L'essentiel, la thèse d'abord
Le diagnostic est posé depuis longtemps : près de 6 millions de Français n'ont pas de médecin traitant, et le nombre de généralistes en exercice baisse sans interruption depuis 2012 (99 457 généralistes au 1er janvier 2023, source DREES). Face à ce mur démographique, l'intelligence artificielle est présentée tantôt comme la solution miracle, tantôt comme la fin du médecin.
Notre lecture est plus nette : d'ici 2035, l'IA ne remplacera pas le médecin, mais elle deviendra le premier filtre de l'accès aux soins. Elle déplacera la valeur du diagnostic vers l'amont (tri, détection, orientation) et vers les paramédicaux. Le vrai risque n'est pas le chômage des médecins, c'est une médecine à deux vitesses : pilotée par l'algorithme là où il n'y a plus de praticien, restée humaine là où il en reste.
Les trois forces qui poussent l'IA dans le soin
- Le vide médical.

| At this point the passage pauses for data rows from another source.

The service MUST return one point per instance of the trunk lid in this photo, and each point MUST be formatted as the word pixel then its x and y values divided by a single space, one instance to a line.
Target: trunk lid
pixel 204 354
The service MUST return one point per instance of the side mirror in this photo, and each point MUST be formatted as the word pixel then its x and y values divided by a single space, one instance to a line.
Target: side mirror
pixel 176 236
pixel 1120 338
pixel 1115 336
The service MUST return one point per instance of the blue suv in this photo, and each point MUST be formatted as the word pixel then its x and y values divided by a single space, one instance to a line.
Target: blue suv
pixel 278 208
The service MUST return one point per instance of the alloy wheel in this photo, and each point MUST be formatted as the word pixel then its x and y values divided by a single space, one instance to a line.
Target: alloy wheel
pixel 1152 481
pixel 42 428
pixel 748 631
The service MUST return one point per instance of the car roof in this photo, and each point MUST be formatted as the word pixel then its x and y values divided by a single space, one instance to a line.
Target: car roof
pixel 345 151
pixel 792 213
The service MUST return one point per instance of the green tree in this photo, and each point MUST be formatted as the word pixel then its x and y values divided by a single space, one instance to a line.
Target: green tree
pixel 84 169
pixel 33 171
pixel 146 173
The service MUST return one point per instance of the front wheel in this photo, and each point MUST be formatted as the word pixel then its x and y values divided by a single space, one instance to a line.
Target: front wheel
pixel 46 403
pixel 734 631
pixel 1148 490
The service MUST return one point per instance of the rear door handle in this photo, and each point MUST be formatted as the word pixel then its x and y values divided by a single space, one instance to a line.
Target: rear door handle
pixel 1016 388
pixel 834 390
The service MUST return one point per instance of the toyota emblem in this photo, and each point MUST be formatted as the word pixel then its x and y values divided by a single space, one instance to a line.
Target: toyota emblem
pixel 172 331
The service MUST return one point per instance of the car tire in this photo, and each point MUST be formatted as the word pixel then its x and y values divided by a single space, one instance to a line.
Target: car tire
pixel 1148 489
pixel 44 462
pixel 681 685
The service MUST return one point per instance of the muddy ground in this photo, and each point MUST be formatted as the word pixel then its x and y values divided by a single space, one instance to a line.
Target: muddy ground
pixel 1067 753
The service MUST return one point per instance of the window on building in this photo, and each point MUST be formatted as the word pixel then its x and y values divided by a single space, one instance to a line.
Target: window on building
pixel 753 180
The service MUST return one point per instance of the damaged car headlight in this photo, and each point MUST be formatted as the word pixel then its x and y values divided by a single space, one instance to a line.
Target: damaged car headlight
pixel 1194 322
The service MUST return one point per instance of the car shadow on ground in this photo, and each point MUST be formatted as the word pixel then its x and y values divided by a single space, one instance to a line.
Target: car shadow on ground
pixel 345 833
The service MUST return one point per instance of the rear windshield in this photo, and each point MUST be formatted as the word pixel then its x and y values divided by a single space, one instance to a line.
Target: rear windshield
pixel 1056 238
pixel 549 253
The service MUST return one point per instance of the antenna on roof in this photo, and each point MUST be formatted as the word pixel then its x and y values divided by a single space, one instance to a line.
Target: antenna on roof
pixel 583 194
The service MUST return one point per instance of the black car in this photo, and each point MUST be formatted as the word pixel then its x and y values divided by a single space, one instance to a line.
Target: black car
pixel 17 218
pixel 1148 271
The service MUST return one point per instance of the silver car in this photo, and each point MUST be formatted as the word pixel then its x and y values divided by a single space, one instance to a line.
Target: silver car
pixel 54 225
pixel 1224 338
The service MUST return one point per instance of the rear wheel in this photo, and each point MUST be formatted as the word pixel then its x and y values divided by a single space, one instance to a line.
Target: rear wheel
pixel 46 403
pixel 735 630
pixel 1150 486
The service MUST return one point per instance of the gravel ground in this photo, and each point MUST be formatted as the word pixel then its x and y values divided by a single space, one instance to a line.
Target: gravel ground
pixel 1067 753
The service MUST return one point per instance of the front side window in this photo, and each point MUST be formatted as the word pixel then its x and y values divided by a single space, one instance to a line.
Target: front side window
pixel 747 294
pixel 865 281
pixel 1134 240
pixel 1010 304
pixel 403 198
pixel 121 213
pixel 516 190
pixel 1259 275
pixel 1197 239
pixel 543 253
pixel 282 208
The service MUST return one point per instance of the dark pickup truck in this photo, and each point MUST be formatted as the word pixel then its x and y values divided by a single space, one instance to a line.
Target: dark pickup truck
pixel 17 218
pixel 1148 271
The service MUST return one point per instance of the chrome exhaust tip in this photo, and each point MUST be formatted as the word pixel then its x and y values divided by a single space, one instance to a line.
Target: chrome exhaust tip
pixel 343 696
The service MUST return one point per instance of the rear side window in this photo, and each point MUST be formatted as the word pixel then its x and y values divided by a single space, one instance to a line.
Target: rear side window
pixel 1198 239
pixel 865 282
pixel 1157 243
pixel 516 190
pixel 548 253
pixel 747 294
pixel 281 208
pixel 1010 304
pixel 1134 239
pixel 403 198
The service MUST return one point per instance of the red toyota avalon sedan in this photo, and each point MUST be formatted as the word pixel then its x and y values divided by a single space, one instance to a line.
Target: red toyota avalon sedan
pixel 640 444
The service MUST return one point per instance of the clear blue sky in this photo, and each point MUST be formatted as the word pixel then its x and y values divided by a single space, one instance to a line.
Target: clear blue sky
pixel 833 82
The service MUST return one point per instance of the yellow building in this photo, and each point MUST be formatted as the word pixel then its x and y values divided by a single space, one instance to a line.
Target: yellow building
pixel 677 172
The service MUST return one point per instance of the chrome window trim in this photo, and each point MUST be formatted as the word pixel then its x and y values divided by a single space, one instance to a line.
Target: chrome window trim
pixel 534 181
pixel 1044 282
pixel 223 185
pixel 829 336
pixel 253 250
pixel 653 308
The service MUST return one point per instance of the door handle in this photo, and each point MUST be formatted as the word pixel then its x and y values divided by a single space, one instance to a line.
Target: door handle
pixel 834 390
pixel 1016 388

Six millions de personnes sans médecin traitant : là où il n'y a plus de médecin, tout outil qui trie et oriente trouve mécaniquement sa place.
- La maturité technologique. Près de 17 % des structures hospitalières expérimentaient une IA en 2023 (Santé Publique France), et une large majorité des radiologues hospitalo-universitaires déclarent l'utiliser en 2024.
- Le cadre qui se met en place. L'AI Act européen (application progressive à compter du 2 février 2025) classe les IA médicales en haut risque : encadrées, mais autorisées. Le droit ne bloque plus, il organise.
So what, pour les décideurs
Pour les ARS et les collectivités : mesurer l'acceptabilité avant d'équiper. Pour les hôpitaux : anticiper la réorganisation des compétences. Pour les élus locaux : l'IA est un complément, jamais un substitut à une politique d'attractivité médicale.
La conviction de l'Institut Quorum : avant d'installer des solutions, il faut mesurer ce que patients et soignants sont prêts à accepter. C'est l'angle mort du débat.